Oh, and the certificate errors will also come with external CAs. Chain too long? Error in some browsers. ECC signature? Error in some browsers. Chain with different paths? Error in some browsers. 4096bit certificate somewhere? Error in some browsers. Two different valid roots? Error in some browsers.

[jjav]

> A wildcard cert on your load balancer will get you 99% of the value with 1% of the work.

The goal is not to make cert errors go away.

The goal is to establish secure connections between parties, with the smallest possible trust boundary and attack surface.

[tinus_hn]

The result is different when comparing to self-signed certificates. For instance, yes you should be careful with your key, but losing it makes your security as bad as when using self-signed certificates. Yes, you might be teaching some of your users to bypass the warnings. Just like when using self-signed certificates.

[8organicbits]

> Free CAs like letsencrypt do have rate limits that we would frequently hit with autoscaling environments, CI jobs, and such.

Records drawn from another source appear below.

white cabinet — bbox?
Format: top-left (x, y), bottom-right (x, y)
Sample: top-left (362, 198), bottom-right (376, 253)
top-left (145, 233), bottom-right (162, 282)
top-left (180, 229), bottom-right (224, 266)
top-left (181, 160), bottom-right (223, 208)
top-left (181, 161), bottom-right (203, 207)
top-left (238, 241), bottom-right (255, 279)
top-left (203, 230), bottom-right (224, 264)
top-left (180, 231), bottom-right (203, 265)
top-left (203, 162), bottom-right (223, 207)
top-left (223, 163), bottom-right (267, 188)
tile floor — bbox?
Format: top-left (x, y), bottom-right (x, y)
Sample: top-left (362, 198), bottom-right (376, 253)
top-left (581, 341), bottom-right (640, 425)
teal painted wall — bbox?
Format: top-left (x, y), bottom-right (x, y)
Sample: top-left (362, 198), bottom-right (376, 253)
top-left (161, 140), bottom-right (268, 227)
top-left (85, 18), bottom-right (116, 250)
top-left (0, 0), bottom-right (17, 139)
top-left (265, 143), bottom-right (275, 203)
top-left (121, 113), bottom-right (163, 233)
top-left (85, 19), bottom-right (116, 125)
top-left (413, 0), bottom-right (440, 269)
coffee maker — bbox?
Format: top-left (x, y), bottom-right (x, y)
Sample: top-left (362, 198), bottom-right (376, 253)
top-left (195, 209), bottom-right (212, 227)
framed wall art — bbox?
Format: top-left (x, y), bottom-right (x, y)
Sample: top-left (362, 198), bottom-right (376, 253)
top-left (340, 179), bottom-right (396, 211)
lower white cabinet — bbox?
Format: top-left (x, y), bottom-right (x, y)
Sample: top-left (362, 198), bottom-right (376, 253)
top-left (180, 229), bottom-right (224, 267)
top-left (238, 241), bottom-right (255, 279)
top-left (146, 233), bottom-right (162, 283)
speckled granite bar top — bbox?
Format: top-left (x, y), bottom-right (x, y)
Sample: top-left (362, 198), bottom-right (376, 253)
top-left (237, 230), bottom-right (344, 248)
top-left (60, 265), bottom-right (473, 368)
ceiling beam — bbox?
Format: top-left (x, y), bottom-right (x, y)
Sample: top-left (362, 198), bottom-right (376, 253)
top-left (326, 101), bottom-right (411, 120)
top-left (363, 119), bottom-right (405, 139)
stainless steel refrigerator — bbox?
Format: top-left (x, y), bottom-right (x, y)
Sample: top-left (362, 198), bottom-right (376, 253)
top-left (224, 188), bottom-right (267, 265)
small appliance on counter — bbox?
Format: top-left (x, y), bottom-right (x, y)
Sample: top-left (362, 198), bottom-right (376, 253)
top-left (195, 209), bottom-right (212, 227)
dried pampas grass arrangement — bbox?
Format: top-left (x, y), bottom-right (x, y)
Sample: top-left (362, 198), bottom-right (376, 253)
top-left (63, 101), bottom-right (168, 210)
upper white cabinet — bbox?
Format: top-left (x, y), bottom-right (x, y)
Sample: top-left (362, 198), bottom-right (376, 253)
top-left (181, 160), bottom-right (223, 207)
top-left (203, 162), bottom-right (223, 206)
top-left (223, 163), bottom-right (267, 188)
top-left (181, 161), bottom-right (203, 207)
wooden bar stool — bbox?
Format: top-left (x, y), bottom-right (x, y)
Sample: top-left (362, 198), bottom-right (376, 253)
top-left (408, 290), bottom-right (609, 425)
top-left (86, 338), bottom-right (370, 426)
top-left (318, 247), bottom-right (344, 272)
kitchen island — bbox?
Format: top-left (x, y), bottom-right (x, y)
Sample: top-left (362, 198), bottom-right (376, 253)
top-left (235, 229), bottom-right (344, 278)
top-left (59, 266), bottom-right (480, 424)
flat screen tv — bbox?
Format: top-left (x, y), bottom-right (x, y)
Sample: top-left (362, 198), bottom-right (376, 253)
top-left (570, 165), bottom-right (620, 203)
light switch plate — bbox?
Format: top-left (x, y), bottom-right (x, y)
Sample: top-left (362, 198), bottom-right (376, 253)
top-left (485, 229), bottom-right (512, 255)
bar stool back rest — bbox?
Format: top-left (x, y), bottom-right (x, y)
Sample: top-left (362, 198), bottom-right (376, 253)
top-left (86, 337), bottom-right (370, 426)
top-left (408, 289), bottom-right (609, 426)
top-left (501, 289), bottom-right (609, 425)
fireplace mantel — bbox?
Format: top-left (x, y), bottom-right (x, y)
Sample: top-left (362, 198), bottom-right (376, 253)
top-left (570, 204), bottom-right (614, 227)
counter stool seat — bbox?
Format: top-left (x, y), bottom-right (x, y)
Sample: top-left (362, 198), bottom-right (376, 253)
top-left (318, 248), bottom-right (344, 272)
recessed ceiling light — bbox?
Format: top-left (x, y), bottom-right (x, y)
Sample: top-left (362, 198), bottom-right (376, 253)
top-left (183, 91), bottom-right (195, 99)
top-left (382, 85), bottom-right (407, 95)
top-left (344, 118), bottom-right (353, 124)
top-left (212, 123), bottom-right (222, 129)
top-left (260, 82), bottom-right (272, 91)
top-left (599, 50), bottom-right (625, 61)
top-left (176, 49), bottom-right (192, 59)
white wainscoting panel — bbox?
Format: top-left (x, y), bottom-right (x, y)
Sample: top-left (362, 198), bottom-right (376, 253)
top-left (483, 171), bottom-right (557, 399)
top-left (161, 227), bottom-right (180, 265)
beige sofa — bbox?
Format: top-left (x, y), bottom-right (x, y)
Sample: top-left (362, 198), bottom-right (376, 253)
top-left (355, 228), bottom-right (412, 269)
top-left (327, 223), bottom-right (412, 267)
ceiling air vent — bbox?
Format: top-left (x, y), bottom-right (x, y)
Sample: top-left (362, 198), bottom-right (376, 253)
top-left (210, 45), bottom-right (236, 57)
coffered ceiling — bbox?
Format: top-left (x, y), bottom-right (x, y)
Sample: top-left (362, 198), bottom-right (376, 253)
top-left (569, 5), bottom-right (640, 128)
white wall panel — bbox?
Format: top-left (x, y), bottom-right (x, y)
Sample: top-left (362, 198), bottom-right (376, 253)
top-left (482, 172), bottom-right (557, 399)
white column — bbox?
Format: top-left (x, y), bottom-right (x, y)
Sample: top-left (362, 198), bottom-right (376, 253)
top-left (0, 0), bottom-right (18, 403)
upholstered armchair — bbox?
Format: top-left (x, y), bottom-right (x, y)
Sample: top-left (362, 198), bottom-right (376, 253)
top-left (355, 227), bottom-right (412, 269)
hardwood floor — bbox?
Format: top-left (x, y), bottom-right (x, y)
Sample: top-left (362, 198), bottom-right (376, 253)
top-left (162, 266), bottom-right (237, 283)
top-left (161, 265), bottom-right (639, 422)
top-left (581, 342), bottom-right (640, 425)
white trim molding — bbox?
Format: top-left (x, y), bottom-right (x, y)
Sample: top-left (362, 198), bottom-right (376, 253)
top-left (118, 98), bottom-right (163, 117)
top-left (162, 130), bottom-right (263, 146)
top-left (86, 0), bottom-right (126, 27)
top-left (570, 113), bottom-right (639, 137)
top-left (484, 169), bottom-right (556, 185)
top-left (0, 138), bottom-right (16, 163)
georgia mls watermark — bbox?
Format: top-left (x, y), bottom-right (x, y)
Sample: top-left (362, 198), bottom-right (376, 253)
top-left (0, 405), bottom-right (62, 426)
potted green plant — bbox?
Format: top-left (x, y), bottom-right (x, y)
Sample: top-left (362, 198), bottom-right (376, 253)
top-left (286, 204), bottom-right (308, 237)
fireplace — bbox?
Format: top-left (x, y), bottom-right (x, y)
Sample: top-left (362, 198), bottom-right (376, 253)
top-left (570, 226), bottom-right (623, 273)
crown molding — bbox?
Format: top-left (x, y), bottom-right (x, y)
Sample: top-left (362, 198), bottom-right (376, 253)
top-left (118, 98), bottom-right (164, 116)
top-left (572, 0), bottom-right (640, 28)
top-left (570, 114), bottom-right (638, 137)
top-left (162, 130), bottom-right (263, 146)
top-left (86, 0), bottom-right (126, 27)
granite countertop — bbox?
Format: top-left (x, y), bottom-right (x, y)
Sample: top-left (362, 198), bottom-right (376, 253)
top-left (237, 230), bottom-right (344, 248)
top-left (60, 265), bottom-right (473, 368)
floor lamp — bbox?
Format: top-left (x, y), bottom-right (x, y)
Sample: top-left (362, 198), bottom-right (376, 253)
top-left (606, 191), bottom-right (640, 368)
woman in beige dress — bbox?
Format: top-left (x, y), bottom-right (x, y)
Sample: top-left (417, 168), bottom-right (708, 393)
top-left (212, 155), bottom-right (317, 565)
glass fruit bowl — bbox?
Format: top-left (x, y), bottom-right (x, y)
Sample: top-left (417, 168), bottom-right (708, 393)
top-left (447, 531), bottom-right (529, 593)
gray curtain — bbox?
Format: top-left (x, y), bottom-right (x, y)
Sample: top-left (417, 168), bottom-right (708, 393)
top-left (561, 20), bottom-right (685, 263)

You're expected to design around that. Deploying should never create a new certificate, those should live in secure storage and get deployed when needed.

The main rate limit also doesn't apply to renewals, so you could potentially issue N*50 domain names on your Nth week using Let's Encrypt.

"Renewals are treated specially: they don’t count against your Certificates per Registered Domain limit." - https://letsencrypt.org/docs/rate-limits/

If you need to issue certificates for new domains at a higher rate, you're very likely a large company that can afford to pay some money for any excess certificates you need. Failing over to ZeroSSL (zerossl.com) on rate limiting should be an easy engineering task since both use the ACME API.

[jve]

Some more:

- Letsencrypt and friends don't give you whatever purpose certs you would want. I.e File Encryption, Code Signing and friends, individual client certs

[flerchin]

ACM is effectively free. Cost is not an issue. None of your data is exposed. This is all FUD.

[gruturo]

I'm sorry but this is simply not true. Certificate Transparency logs ARE (meta?)data which would be exposed. If the certificates were meant to be reached externally, you wouldn't indeed care at all - but if they're for internal flows (e.g. App server to DB, 2 steps behind a balancer and a set of web frontends) you are indeed publishing stuff you would have rather kept private.

Before this (d)evolves into a zero trust, security-by-obscurity discussion - some auditors won't certify you in some edge cases related to this, and you may be operating in a regulated sector where such a certification is necessary. Just because it doesn't impact your use case, doesn't mean this is the case for someone else.

[omniglottal]

It you are not personally aware of the basis behind a security posture, please avoid denouncing it as FUD. Yout own ignorance, uncertainty, or doubt does not suffice to replace the informed advice of a professional.

[madeofpalk]

Certificate Transparency Logs don't exist?